Common Mistakes to Avoid
- Mixing up the cell-mediated (T-lymphocyte) and humoral (B-lymphocyte) responses. If a question asks about T-cells, write about antigen presentation, killer (cytotoxic) T-cells and cytokines; if it asks about antibody production, write about B-lymphocytes and plasma cells. Read which one is wanted.
- Calling antibody chains "alpha and beta chains". Those terms belong to haemoglobin. Antibodies are built from heavy chains and light chains only.
- Saying antibodies "disappear" from the blood. They are gradually broken down (degraded) by enzymes - use precise wording.
- Confusing "immunity" with "resistance". Humans (and other organisms) develop immunity to pathogens; bacteria develop antibiotic resistance. Antibiotics act on bacteria, not on human cells, so people never become "immune to antibiotics".
- Saying a virus becomes "resistant" to antibodies. A new vaccine or antibody is needed because the shape of the viral antigens changes (antigenic variation), so existing antibodies no longer fit - this is not resistance.
- Treating "HIV" and "AIDS" as the same thing. HIV is the virus that is transmitted; AIDS is the condition that develops when the immune system has been severely damaged.
- Confusing active and passive immunity. Active = the body makes antibodies (slow but long-lasting, with memory cells); passive = antibodies are received ready-made (immediate but short-lived, no memory cells).
- Saying a vaccine "contains antibodies". A vaccine contains antigens; the body then produces its own antibodies in response.
Exam Tips
- When explaining antibody structure, always link each feature to a function (e.g. "the variable region forms a binding site complementary to one antigen, so binding is specific") - description alone earns fewer marks.
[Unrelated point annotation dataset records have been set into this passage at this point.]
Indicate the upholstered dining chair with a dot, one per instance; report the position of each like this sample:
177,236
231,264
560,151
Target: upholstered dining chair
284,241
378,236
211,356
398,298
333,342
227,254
- For the hybridoma method, give the steps in the correct order and name the myeloma cell and the hybridoma specifically.
- For "type of immunity" questions, give both labels - state whether it is active or passive and natural or artificial.
- For "suggest/outline one use of a monoclonal antibody", name the specific antigen targeted and what the antibody is linked to or blocks - e.g. "the antibody binds hCG in urine, producing a coloured line" for a pregnancy test. Vague answers like "they detect disease" are not credited without a named target molecule and mechanism.
- Always credit memory cells when explaining long-term immunity and the faster, larger secondary response.
- When reading a primary-vs-secondary response graph, quote three differences - the secondary response is faster, larger and longer-lasting - and explain each in terms of memory cells.
- For herd immunity, explain that a high enough proportion must be immune to break transmission, and note that this protects people who cannot be vaccinated.
- Use exact terms throughout: antigen vs antibody, plasma cells, complementary, agglutination, degraded - precise vocabulary is rewarded.